Mike Bray, together with his wife, Elizabeth, was the driving force behind the establishment of Action for Pulmonary Fibrosis in 2013. Mike had been diagnosed with IPF in 2005 and received a single lung transplant at the age of 68 in 2010.
He was passionate about fighting the patients’ corner and was instrumental in the charity becoming recognised as the authentic voice of the patient. He helped shape the vision and values that underpin everything the charity does in supporting patients and families, educating the wider world about the disease and raising funds for research.
His particular passion was helping to build a UK-wide network of support groups. He believed totally in the value and importance of support for patients and their families and travelled across the UK helping to establish new support networks. He used his experience as one of the founders of the first ever IPF support groups at Papworth Hospital.

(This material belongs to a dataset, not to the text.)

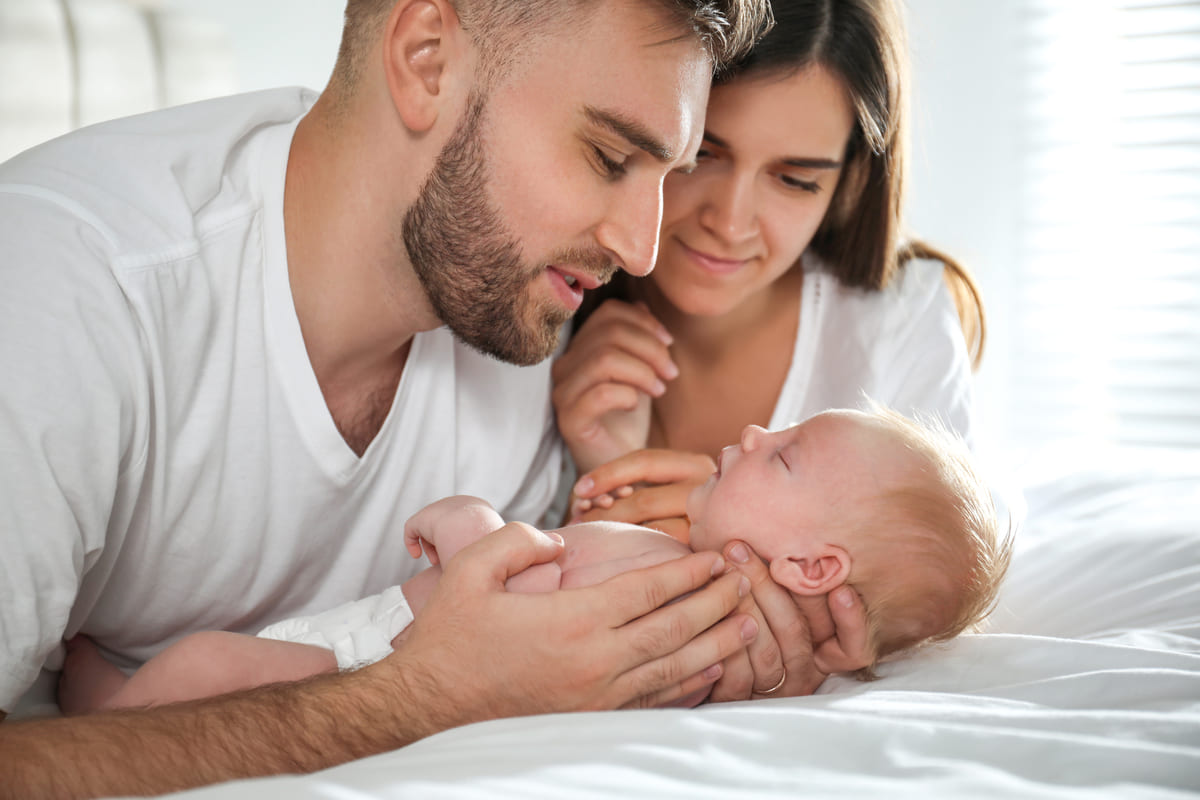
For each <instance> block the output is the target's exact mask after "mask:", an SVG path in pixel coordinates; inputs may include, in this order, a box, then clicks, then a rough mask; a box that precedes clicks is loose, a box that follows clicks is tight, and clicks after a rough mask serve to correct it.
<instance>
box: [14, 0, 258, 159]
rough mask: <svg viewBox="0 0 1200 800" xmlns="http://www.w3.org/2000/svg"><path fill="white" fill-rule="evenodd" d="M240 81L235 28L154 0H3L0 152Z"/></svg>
mask: <svg viewBox="0 0 1200 800" xmlns="http://www.w3.org/2000/svg"><path fill="white" fill-rule="evenodd" d="M233 91H236V80H235V77H234V60H233V50H232V48H230V44H229V40H228V36H227V35H226V32H224V31H223V30H221V29H220V28H218V26H217V25H215V24H214V23H211V22H209V20H205V19H203V18H198V17H196V16H193V14H186V13H181V12H179V11H173V10H169V8H161V7H158V5H157V4H156V2H152V1H150V0H142V1H140V2H136V1H134V0H0V161H5V160H6V158H8V157H11V156H13V155H16V154H17V152H20V151H22V150H24V149H26V148H30V146H32V145H35V144H37V143H40V142H44V140H46V139H49V138H53V137H55V136H59V134H61V133H66V132H67V131H70V130H72V128H76V127H79V126H83V125H89V124H91V122H98V121H101V120H107V119H112V118H114V116H125V115H128V114H137V113H140V112H145V110H150V109H154V108H161V107H163V106H175V104H179V103H186V102H191V101H193V100H203V98H205V97H212V96H216V95H224V94H230V92H233Z"/></svg>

When APF began there were just a handful of groups; at the time of Mike’s death there were 38 and growing, a wonderful tribute to his commitment and tenacity.
Mike also helped launch the first European IPF Patient Charter during his time as chairman, which set out to raise awareness and improve treatments. He was also a fierce advocate for patients, making many contributions to NICE consultations on IPF and lobbying MPs and other key decision-makers. Just weeks before his death he was at a Parliamentary meeting with Stephen McPartland MP, Chair of the All-Party Parliamentary Respiratory Group, campaigning for better treatment for IPF patients.
Tributes paid to Mike include:
“ We met Mike when the Papworth group was first formed. He was a driving force. An absolutely lovely man, such a gentleman and an inspiration.”
“ I attended the European Parliament with Mike in 2014 when I was first diagnosed and was in awe of his work and dedication.”
“ Mike was a great inspiration to me. I will remember him as a selfless person striving to improve the lives of so many of us through his tireless work with APF.”
Karen Hughes, Chair of APF said:
“It has been a great privilege for us all to have worked alongside Mike as trustees. We have all benefited from the unique insight he had as a patient, his unstinting energy, generosity of spirit and determination to improve the lives of IPF patients. We are determined now to fulfil his vision for APF and honour his powerful legacy.”